Community: Llanarthney (Llanarthne)
Locality: Pont Llandeilo-yr-ynys
Traditional County: Carmarthenshire
A less-known bridge designed by the Rev William Edwards of Eglwysilan (1719-89), the designer of Pontypridd bridge (1755) and other important South Wales bridges, or by his son David. It was built for the Llandilo Rwnws Bridge Trust established in 1784, the purpose of which was to exploit the Llanddarog lime and limestone traffic which had previously crossed the Towy by a ford at this location. It was completed in 1787 at a cost of £1200.

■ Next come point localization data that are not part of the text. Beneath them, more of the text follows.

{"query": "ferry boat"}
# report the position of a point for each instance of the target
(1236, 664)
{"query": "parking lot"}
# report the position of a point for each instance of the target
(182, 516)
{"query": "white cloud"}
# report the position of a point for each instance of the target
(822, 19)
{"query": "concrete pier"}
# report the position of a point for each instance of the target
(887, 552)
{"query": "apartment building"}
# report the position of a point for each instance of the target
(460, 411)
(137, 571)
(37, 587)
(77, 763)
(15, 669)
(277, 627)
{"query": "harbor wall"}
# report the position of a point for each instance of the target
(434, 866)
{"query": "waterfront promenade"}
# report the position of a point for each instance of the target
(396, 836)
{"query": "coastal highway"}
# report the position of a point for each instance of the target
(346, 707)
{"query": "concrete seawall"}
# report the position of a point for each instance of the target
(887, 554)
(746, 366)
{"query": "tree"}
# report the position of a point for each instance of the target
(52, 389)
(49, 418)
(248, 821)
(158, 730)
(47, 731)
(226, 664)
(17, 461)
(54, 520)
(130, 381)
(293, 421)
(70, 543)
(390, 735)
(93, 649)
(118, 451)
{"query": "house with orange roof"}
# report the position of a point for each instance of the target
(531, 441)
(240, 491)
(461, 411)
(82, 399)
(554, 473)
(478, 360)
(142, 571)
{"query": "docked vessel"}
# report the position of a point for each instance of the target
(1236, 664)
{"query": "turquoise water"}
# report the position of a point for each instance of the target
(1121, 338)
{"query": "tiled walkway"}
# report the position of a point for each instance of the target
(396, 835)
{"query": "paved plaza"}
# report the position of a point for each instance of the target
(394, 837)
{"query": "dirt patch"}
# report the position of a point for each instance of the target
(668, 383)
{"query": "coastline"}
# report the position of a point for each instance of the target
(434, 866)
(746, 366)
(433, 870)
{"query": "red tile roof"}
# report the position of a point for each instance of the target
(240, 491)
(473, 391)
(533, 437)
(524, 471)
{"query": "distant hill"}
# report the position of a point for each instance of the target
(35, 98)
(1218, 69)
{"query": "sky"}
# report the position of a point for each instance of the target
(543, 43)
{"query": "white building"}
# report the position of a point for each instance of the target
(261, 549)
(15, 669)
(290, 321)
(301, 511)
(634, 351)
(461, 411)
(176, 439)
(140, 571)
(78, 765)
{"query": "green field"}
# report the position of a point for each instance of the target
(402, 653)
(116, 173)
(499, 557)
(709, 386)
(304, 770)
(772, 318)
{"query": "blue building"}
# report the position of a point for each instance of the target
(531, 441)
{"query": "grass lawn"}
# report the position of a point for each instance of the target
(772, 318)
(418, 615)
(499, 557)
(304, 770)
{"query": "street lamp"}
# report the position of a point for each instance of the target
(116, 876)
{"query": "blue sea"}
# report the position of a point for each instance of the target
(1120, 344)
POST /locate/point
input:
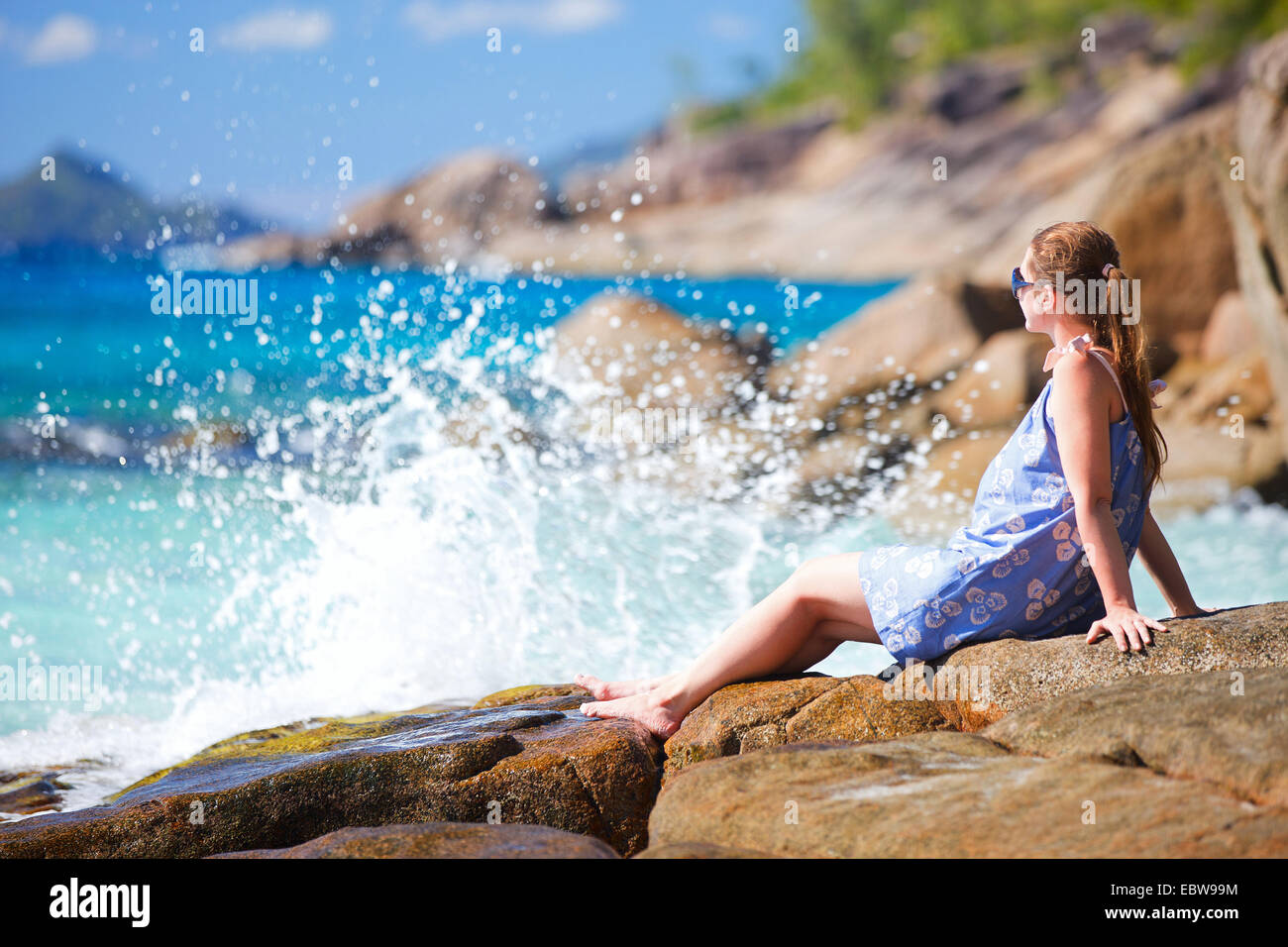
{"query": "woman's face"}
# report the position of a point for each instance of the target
(1037, 303)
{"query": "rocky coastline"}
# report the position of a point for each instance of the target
(1006, 749)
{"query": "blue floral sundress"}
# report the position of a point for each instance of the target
(1019, 569)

This was a bridge at which the charging of extortionate tolls was a factor in the Rebecca Riots. The gate was at the southern approach, the tollhouse on the west side. The tolls were later rented from John Jones, of Ystrad (Capel Dewi) by the trustees of the Three Commotts Turnpike Trust, to whom the ownership was eventually transferred in the early C19. After the turnpikes reorganisation of 1845 the bridge was operated by the County Roads Board. It was restored in 1931 after serious flood damage and also in 1933.
Also known as Pont Llandeilo'r-ynys, Rhynnws Bridge, Pont-newydd or Newbridge.
A fine limestone bridge of three equal 15m spans, in randomly coursed masonry. The carriageway is about 3.6m wide between parapets. The arches are semicircular, formed with deep narrow ashlar voussoirs; there are no keystones. The cutwater buttresses between the arches both upstream and downstream are carried up to form pedestrian refuges. The parapets have large flat rock-faced copings. At each end they fan out slightly.
Listed as a fine late-C18 bridge by an important architect/builder with special social historical interest in connection with the Rebecca Riots.